About the execution time


There is a /timing option to show the execution. When I run a sql query the first time and run the same sql query the second time, execution will be much quicker. so what makes this different? And when we are testing the performace of MapD, we should just use the result from the first time we run some sql, right?



The first time you refer to a table in a MapD query there is some overhead to load and prepare the metadata about the table, it will also load any string dictionaries required for all dictionary encoded columns of this table. This is a one time cost per table you access.

The first time you refer to a column in an SQL query the data needs to be transfered off disk and into memory. The large additional time you see is the disk to memory cost it is a one time cost per column you access.

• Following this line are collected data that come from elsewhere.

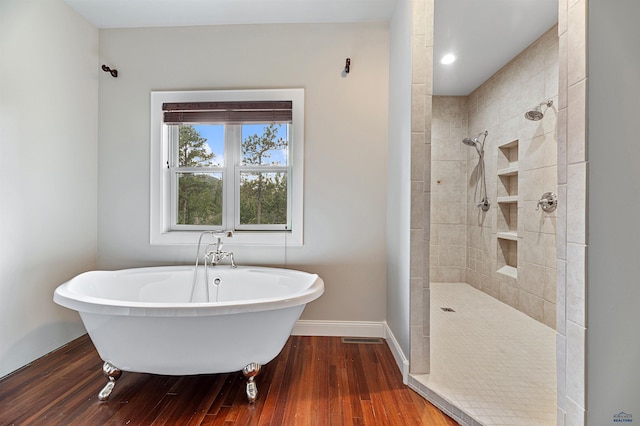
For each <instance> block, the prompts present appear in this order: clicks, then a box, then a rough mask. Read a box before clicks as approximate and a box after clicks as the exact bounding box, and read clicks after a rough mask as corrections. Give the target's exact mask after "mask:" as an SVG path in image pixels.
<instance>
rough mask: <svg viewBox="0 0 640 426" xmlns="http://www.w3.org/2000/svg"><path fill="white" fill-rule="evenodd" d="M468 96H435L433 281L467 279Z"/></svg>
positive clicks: (434, 122)
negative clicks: (465, 96) (467, 127)
mask: <svg viewBox="0 0 640 426" xmlns="http://www.w3.org/2000/svg"><path fill="white" fill-rule="evenodd" d="M466 111H467V99H466V98H465V97H454V96H434V97H433V116H432V122H431V123H432V128H431V209H432V213H431V257H430V262H429V265H430V268H431V269H430V271H429V274H430V281H432V282H441V283H447V282H465V276H466V271H465V269H466V265H467V247H466V246H467V229H466V221H467V217H466V216H467V215H466V203H467V179H466V170H467V156H466V155H467V151H468V150H472V151H474V153H475V150H473V148H470V147H468V146H466V145H463V144H462V143H461V141H462V139H463V138H465V137H467V124H468V123H467V112H466Z"/></svg>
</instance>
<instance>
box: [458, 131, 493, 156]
mask: <svg viewBox="0 0 640 426" xmlns="http://www.w3.org/2000/svg"><path fill="white" fill-rule="evenodd" d="M488 134H489V132H487V131H486V130H485V131H484V132H480V133H478V135H477V136H476V137H475V138H473V139H471V138H464V139H462V143H463V144H465V145H469V146H472V147H474V148H475V149H476V151H478V155H480V156H481V155H482V153H483V152H484V140H485V139H486V138H487V135H488ZM480 136H484V138H483V139H482V142H480V139H479V138H480Z"/></svg>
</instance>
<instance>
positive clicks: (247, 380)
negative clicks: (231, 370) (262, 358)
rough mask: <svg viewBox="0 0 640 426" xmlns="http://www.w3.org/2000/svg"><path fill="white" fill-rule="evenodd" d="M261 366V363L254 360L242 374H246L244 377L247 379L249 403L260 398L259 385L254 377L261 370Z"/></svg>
mask: <svg viewBox="0 0 640 426" xmlns="http://www.w3.org/2000/svg"><path fill="white" fill-rule="evenodd" d="M260 368H261V365H260V364H258V363H257V362H252V363H251V364H249V365H247V366H246V367H245V368H243V369H242V374H244V377H246V379H247V399H248V400H249V404H253V403H254V402H256V399H257V398H258V387H257V386H256V382H254V380H253V379H254V378H255V377H256V376H257V375H258V373H259V372H260Z"/></svg>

The first time MapD sees a new query it builds a new kernel to execute, the over head to build the kernel will add a some small amount of time (10s of ms) to the execution time. This is a one time cost per query pattern as literals are hoisted so the same kernel can be used for any subsequently seen similar queries.

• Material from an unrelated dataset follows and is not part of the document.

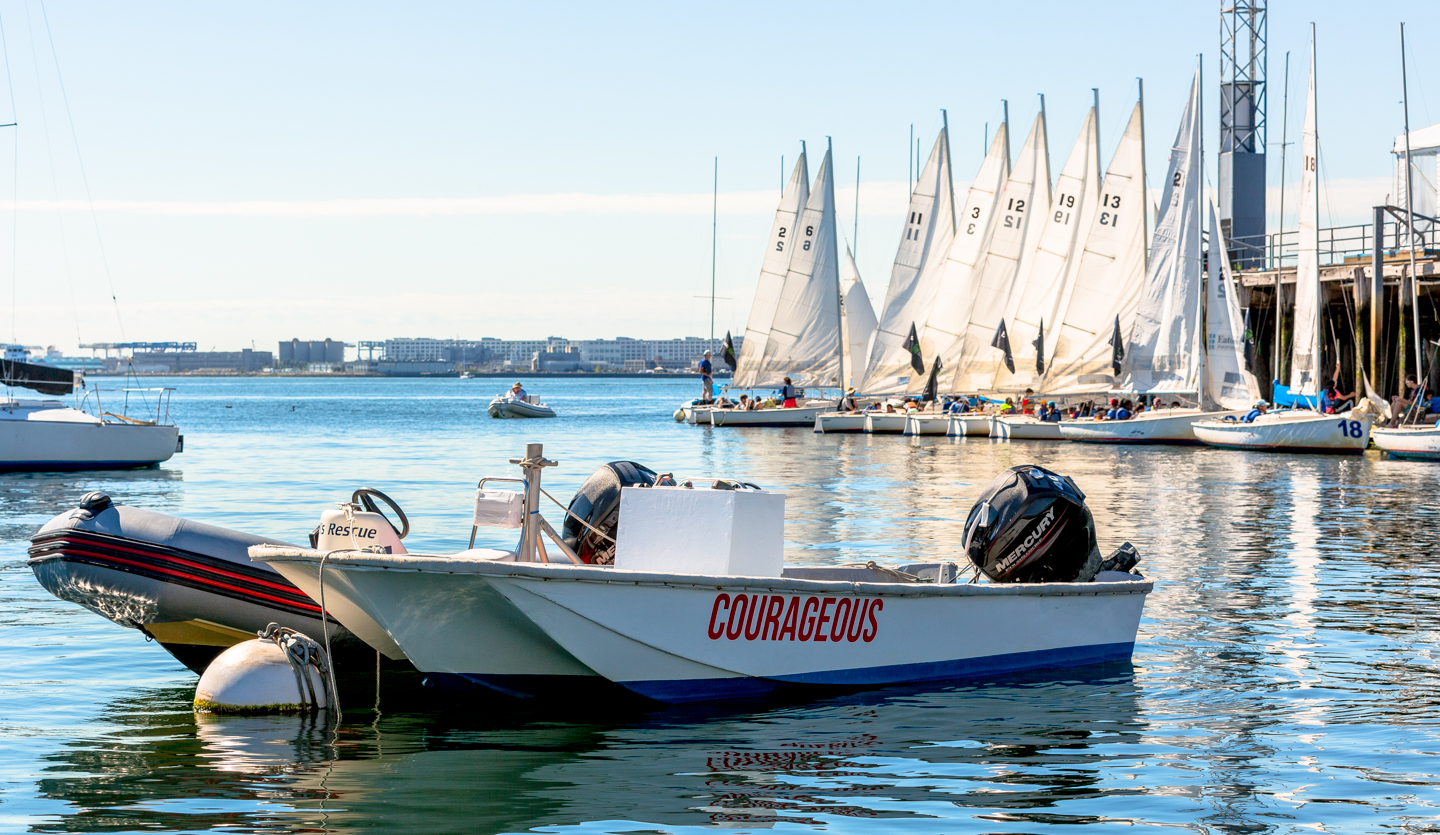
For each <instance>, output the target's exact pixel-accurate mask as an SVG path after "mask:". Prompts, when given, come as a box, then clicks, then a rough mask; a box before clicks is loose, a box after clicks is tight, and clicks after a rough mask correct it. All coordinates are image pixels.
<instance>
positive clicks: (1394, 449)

When we benchmark we normally keep the first query time separate from other query executions.

the first time is useful for getting an idea of how fast the disk subsystem is.
the subsequent times are useful for measuring how fast the MapD Query engine is.

If you are assuming the subsequent timing is query result caching that is not the case, there is no query result caching in MapD so each query is re evaluated when it is seen. You can confirm the speed by doing similar queries but change the filter ranges around.



when we do 'copy table from file ', we are not copying the records into GPU RAM?
and in mapd hardware shedule says one NVIDIA P40 can handle 417M hot data, so can we mannually put records into GPU RAM so that we can reduce the IO time cost?



COPY FROM prepares and loads the data onto the disk system used by MapD it does not move it into memory or GPU VRAM. it is quite likely that your queries do not need most of the columns loaded to be on the GPU. We are precious with GPU ram and so do not load columns onto it unless we know it is needed (column is used for calculations, aggregation or filtered).

if you wish to preload the columns required for a known set of queries you ask MapD to run a series of queries on startup, which in turn will load the appropriate memory levels. This option is db-query-list but it will not remove the IO cost just move it to when the server very first starts up.